Ramadanman - Ramadanman EP - Hessle Audio Out 05th April
Along with Hotflush and Werk, I think Hessle's got to be one of my favourite labels at the moment - Pangaea's EP was absolutely sublime, and Ramadanman's Humber 12" gets constant rinsage in DJ sets (awesome remix too). After the more surreal tones of James Blake's The Bells Sketch, head honcho Ramadanman returns to the fray with a much more dancefloor-friendly double pack EP. This really is bang for your buck; six tunes split over two vinyls, from off-beat two-step, to swung techno, to jungle-inflected dub. Opener I Beg You begins as gorgeous percussive dub, full of polyrhythms and Burial-esque mournful vocals, but builds into a stuttering breakbeat reminiscent of the current crop of rave revivalists. There's a similar rattling rimshot pattern permeating the soulful vocal samples of Don't Change For Me, and the whole EP sees Ramadanman blending hard-nosed percussion with dubby atmospherics in a way he's never quite managed before. The ubiquitous wobble bass is even handled well, providing welcome heaviness on No Swing, rather than steamrollering it's way into a drop. A very accomplished record, with plenty of useful moments.

Record shopping:
Traversable Wormhole vol.5 - TW05
If you've not caught any of this before now, Traversable Wormhole are just awesome: suitably anonymous, minimal and very, very dark techno. A heated fourway fisticuffs between Monolake / Dettman / T++ / Intelecto about who's got the bigger pair. I've just picked up the 5th release - Plain black packaging, lightly stencilled title, no side A or B except in the runout. This is exactly how I want my techno - you dig in boxes, you listen in shop and take it home that day, clutching at the bag feverishly, proud of the obscure gem only you in the whole world own. Well, truth be told, Traversable Wormhole isn't as anonymous as, say Seldom Felt (who performed in Ninja masks. Awesome.), and in the days of Boomkat and Rub-a-Dub online stores, crate digging's a lost art, but it still feels nice to encounter proper nameless brutality. Plus, clanking percussion, deep bass and heavy sounds have rarely been done so well.
Free Traversable Wormhole Mix

Low Limit VS Lando Kal - Golden Handshake - Numbers Guess what? Numbers' Record label is pretty damn good. Yeah, yeah, big surprise.
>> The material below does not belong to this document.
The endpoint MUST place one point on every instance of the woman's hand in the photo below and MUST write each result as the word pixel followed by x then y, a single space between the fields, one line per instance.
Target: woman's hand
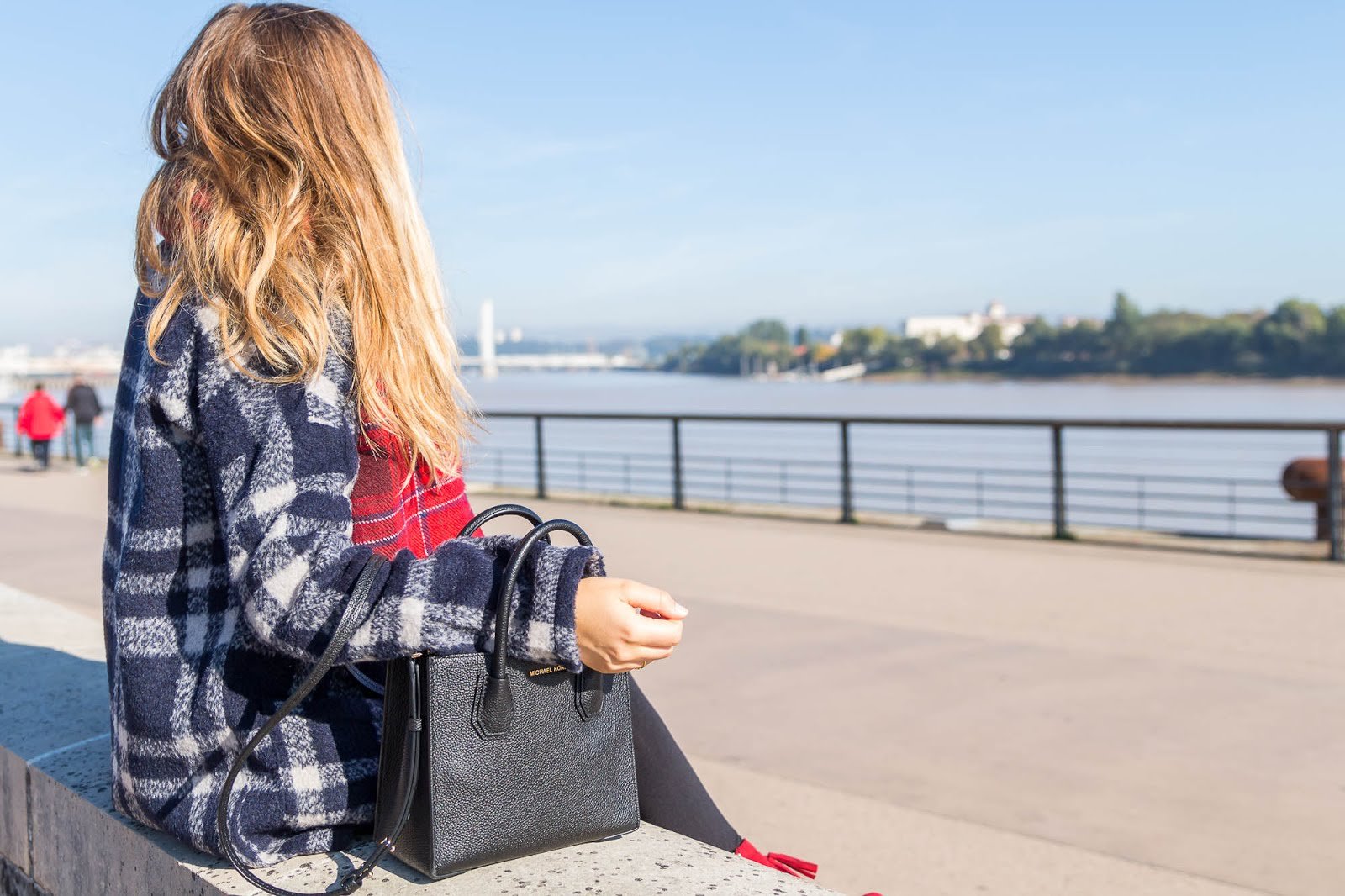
pixel 622 625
I'll be honest, nothing on this EP quite hits me the way that Lazer Sword's Gucci Sweatshirt remix did, but it's an impressive piece of work nonetheless; crunked up, funky, synth-driven mayhem. It's pretty awesome. Blurring the lines between hip-hop, dubstep, garage and house, it's got something for every discerning DJ looking for a party tune to absolutely blow it out the water. What it says on the tin really.

More reviews soon.

1 comment:

  1. Golden handshake didn't blow my head off either when I first heard it, but I find myself coming back to it quite a lot when playing myself some records. I don't know if it's what I'd call a sure fire classic, but it is certainly deserving of a spot in a record bag. Goes well with plant food, I imagine.